Elle se réjouit du serment de Morgan Tsvangirai avec la voix de Céline Dion :

C’est juste moi ou pensez-vous aussi à la musique chaque fois que quelque chose de bien arrive dans votre vie ? Aujourd'hui, quand je me suis réjouie du serment de Tsvangirai en tant que Premier ministre, la chanson Un nouveau jour est venu par Céline Dion a envahi mon esprit parce que j'avais si longtemps attendu qu’un miracle se produise au Zimbabwe pour renverser la situation difficile des personnes en souffrance. Tout le monde m’a dit d’être courageuses, de me tenir droite, et de ne pas pleurer. A travers l’obscurité et les bons moments, j’ai su que je j'y arriverai, j'étais déterminée à survivre pour ne pas être comptée comme une victime du choléra ou de la faim.
La douleur au Zimbabwe, partout où je regardais, était comme si j'étais dans un tunnel où je ne pouvais pas voir la lumière mais, chut, maintenant, je vois une lumière dans le ciel. C'est éblouissant, c’est comme si le pays avait été touché par un ange avec amour. Le widget qui suit comprennent les paroles de la chanson avec laquelle je célèbre ce jour merveilleux dans l'histoire du Zimbabwe.

Le blogueur Bearded man ne semble pas avoir beaucoup de confiance au nouveau gouvernement puisque « Mugabe est évidemment affamé de pouvoir et a peu ou pas du tout l'intention de partager le pouvoir avec quiconque… Et que le parti ZANU pf fonctionne selon « la règle d'or » :

ZANU pf fonctionne sous ce que j'appelle la règle d’or ; lui, et l'or, établissent les règles. Comme je l'ai écrit dans mon éditorial hier «Tsvangirai est premier ministre – mais lui sera-t-il permis de tenir cette position ? », la question à laquelle seul le temps pourra répondre est : Tsvangirai pourra-t-il accomplir les fonctions du premier ministre, ou trouvera-t-il chaque mouvement qu'il fait bloqué et paré par Mugabe et ses cohortes ? Comme le présent accord déclare que les décisions doivent être prises conjointement par Mugabe et Tsvangirai, allons-nous vers des négociations plus prolongées qui auront comme conséquence que Mugabe aura le dernier mot, ou une impasse permanente ? »

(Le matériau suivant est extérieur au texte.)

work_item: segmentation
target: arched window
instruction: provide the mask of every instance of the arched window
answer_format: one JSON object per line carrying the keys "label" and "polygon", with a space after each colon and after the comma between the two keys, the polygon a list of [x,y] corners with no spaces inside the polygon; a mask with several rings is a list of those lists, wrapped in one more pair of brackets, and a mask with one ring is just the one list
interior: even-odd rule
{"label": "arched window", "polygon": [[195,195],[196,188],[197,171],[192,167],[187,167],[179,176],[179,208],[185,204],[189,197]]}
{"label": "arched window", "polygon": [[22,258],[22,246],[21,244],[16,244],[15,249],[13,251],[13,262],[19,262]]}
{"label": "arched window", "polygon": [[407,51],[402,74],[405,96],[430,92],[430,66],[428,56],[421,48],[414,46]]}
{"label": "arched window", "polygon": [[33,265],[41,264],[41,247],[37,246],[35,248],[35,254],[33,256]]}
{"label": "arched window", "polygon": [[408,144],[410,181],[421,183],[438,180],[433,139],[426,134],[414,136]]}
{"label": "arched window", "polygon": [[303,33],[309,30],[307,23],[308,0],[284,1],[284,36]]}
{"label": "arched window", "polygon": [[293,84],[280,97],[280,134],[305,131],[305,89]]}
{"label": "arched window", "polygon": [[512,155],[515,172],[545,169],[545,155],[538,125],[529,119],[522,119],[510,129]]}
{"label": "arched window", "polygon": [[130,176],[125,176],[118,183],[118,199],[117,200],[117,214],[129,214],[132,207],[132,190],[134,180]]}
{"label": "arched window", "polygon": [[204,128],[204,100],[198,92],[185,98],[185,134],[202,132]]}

Sokwanele reproduit un texto envoyé depuis le stade où la cérémonie du serment avait lieu :

Ce SMS envoyé par quelqu’un à partir du stade : «mt [Morgan Tsvangirai] a fait un bon discours devant un grande foule de 60 milles personnes. Il a accueilli tous dont zpf [ZANU PF] et déclaré qu’on ne reviendra plus sur les accords. Ils se dirigent maintenant vers élections. Il a invité la CDAA à être des associés. Il y a 19 ans que Mandela a été libéré de la prison, la lutte s'est déplacée dans une nouvelle arène. La polarisation du pays doit finir aujourd'hui. L’abus des droits de l'homme doit finir. La liberté d'expression, aucune pseudo démocratie, doit mettre en application la démocratie au parlement. Appels pour la libération de tous les prisonniers politiques. »
Baisse des prix alimentaires, stabiliser l’économie, Zim (Zimbabwe) a les qualifications et cerveaux pour créer nouvau Zim. Priorité aux écoles et aux hôpitaux. Garantie de salaire pour l'armée, les professeurs et les professionnels de la santé à la fin du mois. Appels pour l'ouverture des écoles lundi. Le parti et l'état seront distants. Le premier ministre réclame un gouvernement transparent, demande à tous les partis de se reconnaître les uns les autres. Appels au zim à s'entraider,  se s'unir, demande gens de s’unir aux valeurs démocratiques, demande l'appui du zim et que Dieu bénisse le zim. »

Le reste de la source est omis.